UE / RACISME : Orban où la chasse aux militants antiracistes
Des députés, écrivains et activiste français se mobilisent depuis des mois pour protéger un militant antifasciste albanais que la Hongrie de Victor Orban souhaite incarcérer sur son sol

« Je considère que la France n’a pas à livrer des militants antifascistes à la justice d’extrême droite hongroise », proteste Thomas Portes, engagé auprès de Rexhino Abazaj alias « Gino » depuis son arrestation à Paris en novembre, sous le coup d’un mandat d’arrêt européen émis par la Hongrie du Premier ministre nationaliste Viktor Orban.
Mercredi, ce député Insoumis de Seine-Saint-Denis sera à la cour d’appel de Paris, où « Gino » pourrait être fixé sur son sort.
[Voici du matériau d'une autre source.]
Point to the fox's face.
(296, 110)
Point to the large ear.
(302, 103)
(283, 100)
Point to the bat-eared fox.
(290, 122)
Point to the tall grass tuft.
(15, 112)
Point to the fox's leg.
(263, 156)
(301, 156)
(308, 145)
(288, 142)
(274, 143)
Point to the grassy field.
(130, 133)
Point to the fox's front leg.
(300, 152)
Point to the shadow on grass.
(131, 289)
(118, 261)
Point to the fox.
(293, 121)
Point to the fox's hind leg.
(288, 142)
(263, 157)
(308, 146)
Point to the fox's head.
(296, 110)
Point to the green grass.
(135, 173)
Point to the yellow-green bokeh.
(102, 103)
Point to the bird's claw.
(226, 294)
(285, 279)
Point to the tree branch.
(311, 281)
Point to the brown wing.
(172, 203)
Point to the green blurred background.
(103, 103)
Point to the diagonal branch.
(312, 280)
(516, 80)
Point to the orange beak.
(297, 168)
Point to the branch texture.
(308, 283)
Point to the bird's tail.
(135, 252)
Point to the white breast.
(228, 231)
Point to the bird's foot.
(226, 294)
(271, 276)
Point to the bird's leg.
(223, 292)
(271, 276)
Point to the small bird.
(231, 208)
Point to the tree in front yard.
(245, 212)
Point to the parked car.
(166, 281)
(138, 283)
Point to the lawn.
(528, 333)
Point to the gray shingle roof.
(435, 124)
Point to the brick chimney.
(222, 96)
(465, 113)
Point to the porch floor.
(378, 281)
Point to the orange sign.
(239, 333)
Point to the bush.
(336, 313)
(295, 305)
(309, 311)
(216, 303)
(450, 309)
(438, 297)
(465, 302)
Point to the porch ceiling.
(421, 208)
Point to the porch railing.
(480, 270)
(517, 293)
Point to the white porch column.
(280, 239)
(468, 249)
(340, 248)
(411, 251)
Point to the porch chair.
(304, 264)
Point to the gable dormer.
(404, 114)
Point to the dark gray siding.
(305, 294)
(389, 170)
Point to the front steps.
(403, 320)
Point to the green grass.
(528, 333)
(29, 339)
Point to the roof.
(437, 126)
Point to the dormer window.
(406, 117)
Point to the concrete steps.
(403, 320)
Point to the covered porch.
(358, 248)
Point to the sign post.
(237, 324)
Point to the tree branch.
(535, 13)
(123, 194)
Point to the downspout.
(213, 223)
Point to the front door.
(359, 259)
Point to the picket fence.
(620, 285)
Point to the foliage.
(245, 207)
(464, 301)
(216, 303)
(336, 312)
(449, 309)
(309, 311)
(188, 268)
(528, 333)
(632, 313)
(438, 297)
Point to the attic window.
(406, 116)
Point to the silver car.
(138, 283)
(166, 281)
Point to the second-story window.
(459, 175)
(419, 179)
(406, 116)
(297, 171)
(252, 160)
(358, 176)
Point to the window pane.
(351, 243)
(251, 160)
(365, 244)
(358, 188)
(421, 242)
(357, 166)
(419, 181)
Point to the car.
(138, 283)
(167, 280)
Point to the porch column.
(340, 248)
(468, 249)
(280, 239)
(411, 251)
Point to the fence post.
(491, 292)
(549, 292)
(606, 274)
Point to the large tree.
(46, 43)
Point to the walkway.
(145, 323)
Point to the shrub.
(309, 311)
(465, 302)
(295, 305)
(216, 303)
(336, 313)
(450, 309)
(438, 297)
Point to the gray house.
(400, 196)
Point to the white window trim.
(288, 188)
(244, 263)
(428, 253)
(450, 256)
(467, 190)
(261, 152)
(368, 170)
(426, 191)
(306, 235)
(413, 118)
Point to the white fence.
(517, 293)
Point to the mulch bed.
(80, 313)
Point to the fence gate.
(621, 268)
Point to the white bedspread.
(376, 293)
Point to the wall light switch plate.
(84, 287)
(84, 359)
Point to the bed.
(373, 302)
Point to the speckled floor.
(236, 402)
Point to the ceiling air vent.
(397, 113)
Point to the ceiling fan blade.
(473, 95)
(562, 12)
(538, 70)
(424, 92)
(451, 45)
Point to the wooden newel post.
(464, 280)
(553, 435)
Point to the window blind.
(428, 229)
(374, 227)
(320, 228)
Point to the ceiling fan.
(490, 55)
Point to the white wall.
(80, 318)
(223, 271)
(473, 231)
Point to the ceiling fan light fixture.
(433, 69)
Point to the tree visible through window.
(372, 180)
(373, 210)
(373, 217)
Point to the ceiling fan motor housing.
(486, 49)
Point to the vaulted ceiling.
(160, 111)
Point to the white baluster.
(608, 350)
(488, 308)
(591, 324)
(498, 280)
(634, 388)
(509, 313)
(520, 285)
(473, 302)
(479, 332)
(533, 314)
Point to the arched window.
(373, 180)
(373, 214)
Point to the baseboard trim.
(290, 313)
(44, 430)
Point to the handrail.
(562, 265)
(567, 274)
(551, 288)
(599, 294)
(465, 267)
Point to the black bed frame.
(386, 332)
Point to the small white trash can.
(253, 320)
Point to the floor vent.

Le militant de 32 ans comparaîtra libre, sous contrôle judiciaire, après plus de quatre mois de détention.
« Je pense qu’on ne se rend pas compte de la valeur de la liberté, sauf lorsqu’on la perd », confie Rexhino Abazaj à l’AFP, lors d’un entretien par visioconférence, en présence d’un de ses avocats.
Né en Albanie, le trentenaire a grandi en Italie, avant de passer plusieurs années en Finlande et d’arriver en France l’an dernier, où il espère rester.
Quentin – il n’a pas donné son nom -, porte-parole de son comité de soutien, salue ses « valeurs très fortes d’humanisme ».
« Gino » se donne « beaucoup pour ses idées politiques », renchérit un de ses avocats, Me Laurent Pasquet-Marinacce.
Militant pour le droit au logement, Rexhino Abazaj se revendique « d’un mouvement antifasciste populaire qui s’oppose au néofascisme qui croît en Europe ».
« L’antifascisme n’est pas un mouvement extrémiste », souligne-t-il.
En février 2023, il se rend à Budapest pour protester contre le « Jour de l’Honneur », commémoration organisée par des néonazis dans la capitale hongroise. Les autorités l’accusent, comme une dizaine d’autres personnes, d’avoir « brutalement attaqué des néonazis ».
Une militante italienne, Ilaria Salis, est arrêtée. En janvier 2024, les images de cette enseignante, mains enchaînées et pieds liés au tribunal, provoquent l’indignation en Italie. Détenue environ 15 mois, elle est assignée à résidence puis libérée après son élection au Parlement européen.
« Je suis toujours en danger », affirme pourtant l’eurodéputée de gauche radicale à l’AFP, rappelant la demande, par Budapest, de lever son immunité.
« Salis n’est pas une héroïne. Elle est une violente extrémiste qui a vu la Hongrie comme un champ de bataille pour son idéologie, attaquant des citoyens sans défense en plein jour », avait écrit sur X, en février, Zoltan Kovacs, porte-parole du gouvernement hongrois.
Elle, comme « Gino », clament leur innocence.
– « Pas de procès équitable » –
Fin novembre 2024, les autorités hongroises disaient espérer une coopération entre Paris et Budapest. « Quand un crime violent a été commis, les tribunaux extradent généralement la personne », avait précisé Gergely Gulyas, directeur de cabinet de M. Orban.
Pour Ilaria Salis, remettre « Gino » à la Hongrie le mettrait dans une « situation très dangereuse », elle qui dit avoir subi des conditions de détention « inhumaines ».
Elle évoque des cellules « infestées de punaises de lit et de coléoptères », et parle de journées passées enfermée 23h/24, empêchée de contacter sa famille pendant plus de six mois. « J’ai passé un mois et demi sans avoir la possibilité de changer de sous-vêtement ».
En janvier 2024, le gouvernement hongrois avait défendu son système carcéral, le qualifiant de « conforme aux normes de l’UE ».
Fin février, Maja T. – qui se considère non-binaire -, activiste de 24 ans remis à la Hongrie par l’Allemagne, était aussi apparu menotté et pieds liés au tribunal.
En Hongrie, « Gino » risque « 24 ans de prison, il est évident qu’il n’aura pas de procès équitable et que la décision est écrite d’avance », redoute Me Pasquet-Marinacce.
Si sa remise en liberté fin mars par la justice française donne un « sentiment évidemment positif » à son autre conseil Me Youri Krassoulia, « Gino » entrera dans la salle d’audience mercredi avec le cœur qui « battra à tout rompre ».